Há quem ressalve que essa deformidade não seria uma característica exclusiva do Brasil, já que famílias políticas podem ser encontradas em quase todos os países. Mas estudos comparativos deixam claro que a magnitude do fenômeno por aqui não tem comparação no mundo — nem mesmo na Índia, sociedade de castas por excelência. Também não parece válido o argumento de que certas profissões predominam em algumas famílias pela tendência de os filhos seguirem a carreira dos pais.  As dinastias políticas locais asseguram a sua perpetuação graças a estratagemas específicos e com vistas à defesa de interesses econômicos.

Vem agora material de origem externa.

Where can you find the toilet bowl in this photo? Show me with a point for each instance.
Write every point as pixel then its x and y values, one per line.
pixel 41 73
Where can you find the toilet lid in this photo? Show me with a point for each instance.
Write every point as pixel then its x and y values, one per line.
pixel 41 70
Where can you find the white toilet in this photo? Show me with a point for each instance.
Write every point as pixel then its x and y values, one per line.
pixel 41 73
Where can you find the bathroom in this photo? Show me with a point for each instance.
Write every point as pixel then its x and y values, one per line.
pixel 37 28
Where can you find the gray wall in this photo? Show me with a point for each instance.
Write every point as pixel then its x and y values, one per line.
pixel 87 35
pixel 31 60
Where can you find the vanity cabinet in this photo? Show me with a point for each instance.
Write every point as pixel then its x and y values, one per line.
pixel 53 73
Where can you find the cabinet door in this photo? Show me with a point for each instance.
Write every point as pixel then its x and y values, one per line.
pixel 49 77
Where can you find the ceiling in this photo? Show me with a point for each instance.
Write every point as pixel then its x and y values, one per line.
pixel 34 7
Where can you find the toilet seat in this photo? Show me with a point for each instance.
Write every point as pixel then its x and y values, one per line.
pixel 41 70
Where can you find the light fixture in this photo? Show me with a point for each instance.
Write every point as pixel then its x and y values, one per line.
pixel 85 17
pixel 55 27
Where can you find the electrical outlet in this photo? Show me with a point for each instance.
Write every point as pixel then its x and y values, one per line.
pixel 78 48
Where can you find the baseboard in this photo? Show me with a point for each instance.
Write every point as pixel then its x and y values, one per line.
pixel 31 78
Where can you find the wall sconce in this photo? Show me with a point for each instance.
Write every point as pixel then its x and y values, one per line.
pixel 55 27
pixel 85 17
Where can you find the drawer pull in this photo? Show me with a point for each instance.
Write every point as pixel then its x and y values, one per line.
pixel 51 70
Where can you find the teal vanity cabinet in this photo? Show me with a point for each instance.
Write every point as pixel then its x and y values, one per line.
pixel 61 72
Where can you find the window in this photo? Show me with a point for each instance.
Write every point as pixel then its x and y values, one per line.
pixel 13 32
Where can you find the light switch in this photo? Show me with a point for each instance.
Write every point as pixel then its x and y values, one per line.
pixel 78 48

Um desses mecanismos é o próprio sistema político-eleitoral, continuamente aprimorado para favorecer os donos do poder. A começar pela proibição de candidaturas independentes e pela autonomia excessiva outorgada aos partidos, a pretexto de garantir sua independência, desde a Constituição de 1988. A distorção foi acentuada por reformas eleitorais mais recentes e sobretudo pelo Fundo Eleitoral, que nesta eleição canalizou para os cofres dos partidos escandalosos R$ 2 bilhões da receita de impostos. Como a alocação dessa dinheirama fica a critério dos líderes partidários, e os partidos são praticamente agremiações de fachada, já que dominados por famílias, não surpreende que os laços de parentesco passem à frente da meritocracia na hora da divisão do butim.

Implodir esse modelo arcaico para promover uma efetiva renovação política e ampliar, de fato, a representatividade democrática requereria, como fica claro, uma reforma política abrangente. Com mudanças na legislação para modernizar os partidos e impedir práticas de nepotismo e patrimonialismo, pela imposição de controles, maior fiscalização e transparência, como ocorre nas democracias avançadas. Porém, como esperar que reformas sejam promovidas justamente por aqueles que se beneficiam do atual sistema?

O longo e dificultoso processo de aprovação de emendas à Constituição também não favorece a mudança, como mostram as várias iniciativas do tipo paralisadas nos escaninhos do Congresso. Para completar, a velha política sabe que pode contar com o apoio sempre prestimoso do Judiciário, outra instituição do poder igualmente controlada, desde o Império, e em todas as instâncias, por suas próprias dinastias. As quais, não raramente, têm laços de parentesco ou interesse com as oligarquias.

Enquanto nada mudar, a política, que deveria atrair os quadros mais qualificados e íntegros do país, continuará à mercê da mediocridade e da mesmice. Como nas monarquias do passado, quando os laços de sangue da aristocracia valiam mais do que talento e méritos individuais. A atual “nobreza” brasileira tem o quilate dos clãs que estão aí.